The work of athletic trainers got more notice on Jan. 2 of this year, when Buffalo Bills player Damar Hamlin suffered cardiac arrest during a Monday Night Football game. Team trainers and paramedics were able to restore his heartbeat while Hamlin was on the field; he would go on to recover and plans to return to the NFL.
“We just don’t tape ankles,” said Franciosi. “There’s so much more emergency medical things we need to recognize like a spleen injury, or an acute appendicitis, or how long to hold out a concussion kid. And I feel we’re pretty good at that. That’s huge.”
Franciosi works with Abbie Rumer at Guerin Catholic; she has been with the Golden Eagles’ staff for five years. Rumer calls Franciosi’s induction into the IATA Hall of Fame “overdue.”
“He should have had this a long time ago, because he’s one of the best athletic trainers I’ve ever had the pleasure of working with,” said Rumer. She called Franciosi “the perfect representation” and the “definition of an athletic trainer.”
“He’s very entertaining,” said Rumer. “He keeps me on my toes. He is so knowledgeable and he has a lot of wisdom when it comes to athletic training with what works and what doesn’t, because he’s been around for so long. He’s very reliable.”
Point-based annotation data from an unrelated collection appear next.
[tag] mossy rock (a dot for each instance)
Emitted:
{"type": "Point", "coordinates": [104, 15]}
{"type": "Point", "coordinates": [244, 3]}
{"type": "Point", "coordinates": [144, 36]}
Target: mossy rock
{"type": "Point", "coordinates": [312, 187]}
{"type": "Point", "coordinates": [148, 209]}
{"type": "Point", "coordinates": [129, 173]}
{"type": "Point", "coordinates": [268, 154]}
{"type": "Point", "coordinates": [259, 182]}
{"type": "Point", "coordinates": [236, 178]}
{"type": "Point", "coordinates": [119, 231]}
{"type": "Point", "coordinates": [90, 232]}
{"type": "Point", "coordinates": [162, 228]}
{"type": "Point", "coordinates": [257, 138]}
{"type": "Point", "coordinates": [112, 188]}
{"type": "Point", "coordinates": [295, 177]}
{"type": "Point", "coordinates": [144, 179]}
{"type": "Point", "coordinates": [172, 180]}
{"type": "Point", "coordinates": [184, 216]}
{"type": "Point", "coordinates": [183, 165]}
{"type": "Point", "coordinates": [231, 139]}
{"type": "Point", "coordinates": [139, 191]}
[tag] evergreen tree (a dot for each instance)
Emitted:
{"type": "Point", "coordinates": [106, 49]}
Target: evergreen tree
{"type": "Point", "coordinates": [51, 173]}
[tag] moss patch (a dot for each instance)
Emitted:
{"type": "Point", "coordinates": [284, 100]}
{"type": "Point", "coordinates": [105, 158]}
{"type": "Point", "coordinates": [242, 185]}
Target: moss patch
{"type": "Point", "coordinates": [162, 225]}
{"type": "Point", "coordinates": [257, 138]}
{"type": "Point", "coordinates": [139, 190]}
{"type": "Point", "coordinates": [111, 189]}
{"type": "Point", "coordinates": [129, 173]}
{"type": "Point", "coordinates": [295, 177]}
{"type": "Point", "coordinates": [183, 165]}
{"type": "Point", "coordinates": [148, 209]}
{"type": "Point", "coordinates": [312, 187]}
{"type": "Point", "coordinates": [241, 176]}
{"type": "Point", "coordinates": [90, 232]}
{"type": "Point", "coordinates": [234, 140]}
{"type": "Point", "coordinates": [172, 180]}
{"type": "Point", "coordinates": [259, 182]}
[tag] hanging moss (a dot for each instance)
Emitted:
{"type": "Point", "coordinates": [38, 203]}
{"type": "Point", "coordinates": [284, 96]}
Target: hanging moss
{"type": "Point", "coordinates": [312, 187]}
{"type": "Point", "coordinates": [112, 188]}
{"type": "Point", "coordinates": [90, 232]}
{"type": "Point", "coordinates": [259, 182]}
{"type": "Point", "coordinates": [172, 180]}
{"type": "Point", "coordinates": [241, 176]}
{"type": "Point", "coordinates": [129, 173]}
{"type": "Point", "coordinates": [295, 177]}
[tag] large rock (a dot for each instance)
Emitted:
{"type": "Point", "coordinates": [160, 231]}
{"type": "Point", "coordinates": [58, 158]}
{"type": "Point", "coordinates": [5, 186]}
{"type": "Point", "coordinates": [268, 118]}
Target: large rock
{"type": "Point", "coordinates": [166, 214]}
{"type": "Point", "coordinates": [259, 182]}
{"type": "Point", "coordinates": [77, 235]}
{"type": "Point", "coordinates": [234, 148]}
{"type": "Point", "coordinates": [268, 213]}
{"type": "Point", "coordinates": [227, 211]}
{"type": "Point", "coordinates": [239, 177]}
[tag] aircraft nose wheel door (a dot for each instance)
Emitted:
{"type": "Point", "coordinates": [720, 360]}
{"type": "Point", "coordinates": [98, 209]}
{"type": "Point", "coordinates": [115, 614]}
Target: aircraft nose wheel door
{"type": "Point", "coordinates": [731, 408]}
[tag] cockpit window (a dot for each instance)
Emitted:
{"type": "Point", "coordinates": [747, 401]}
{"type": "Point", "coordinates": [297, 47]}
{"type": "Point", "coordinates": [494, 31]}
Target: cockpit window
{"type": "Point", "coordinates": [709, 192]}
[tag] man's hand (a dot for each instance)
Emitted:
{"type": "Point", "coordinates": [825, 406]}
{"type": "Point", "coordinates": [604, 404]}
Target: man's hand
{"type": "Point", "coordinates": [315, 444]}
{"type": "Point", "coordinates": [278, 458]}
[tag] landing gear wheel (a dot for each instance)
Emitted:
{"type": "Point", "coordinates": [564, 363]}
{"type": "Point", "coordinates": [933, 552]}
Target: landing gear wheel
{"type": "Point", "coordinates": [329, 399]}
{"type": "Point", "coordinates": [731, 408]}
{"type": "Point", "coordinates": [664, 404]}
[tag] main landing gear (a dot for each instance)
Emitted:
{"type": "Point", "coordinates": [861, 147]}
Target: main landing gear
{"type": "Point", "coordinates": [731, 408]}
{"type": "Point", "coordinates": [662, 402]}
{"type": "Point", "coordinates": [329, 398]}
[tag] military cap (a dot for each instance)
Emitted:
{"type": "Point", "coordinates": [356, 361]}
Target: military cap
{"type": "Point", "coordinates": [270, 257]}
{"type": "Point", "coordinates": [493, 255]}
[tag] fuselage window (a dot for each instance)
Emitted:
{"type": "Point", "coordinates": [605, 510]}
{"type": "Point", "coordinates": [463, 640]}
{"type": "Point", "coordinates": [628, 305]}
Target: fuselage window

Franciosi is known for having a upbeat, friendly personality. But Rumer noted that he can also be serious when he needs to be.
“He’s so bubbly and fun, but he knows that if he has to switch, he can jump into the professional, serious athletic trainer mode, and I think that’s very important, because he knows how to comfort the kids,” said Rumer.
Franciosi has nice things to say about Rumer as well.
“She’s young and very, very good at her job,” said Franciosi. “She’s awesome. She’s a hard worker. We’re the old versus the young, the old school versus the young up-and-coming athletic trainer, and she does an awesome job.”
Rumer said that Franciosi is stuck with her until he retires. But that won’t happen anytime soon.
“I am going to keep going because I still love it,” said Franciosi. “I like walking in the classroom every day and I love being on the sidelines Friday night. I still get that adrenaline rush and it’s still fun to watch football and basketball, and most any sport I like. My wife always says, ‘Even if we didn’t have a game, you’d go to the sidelines and you’d watch anyway,’ and I said ‘She’s probably right.’
“And I appreciate my family so much, my wife understanding the time commitment. She’s been awesome. She’s a personal trainer and owns her own business. A fitness business. It’s called Franciosi Fitness. Makes it simple.”
Franciosi is the third Hamilton County trainer to be inducted into the IATA Hall of Fame. He joins Linda “Dee” Mahoney from Westfield (2018) and Jan Clifton-Gaw from Hamilton Heights (2020).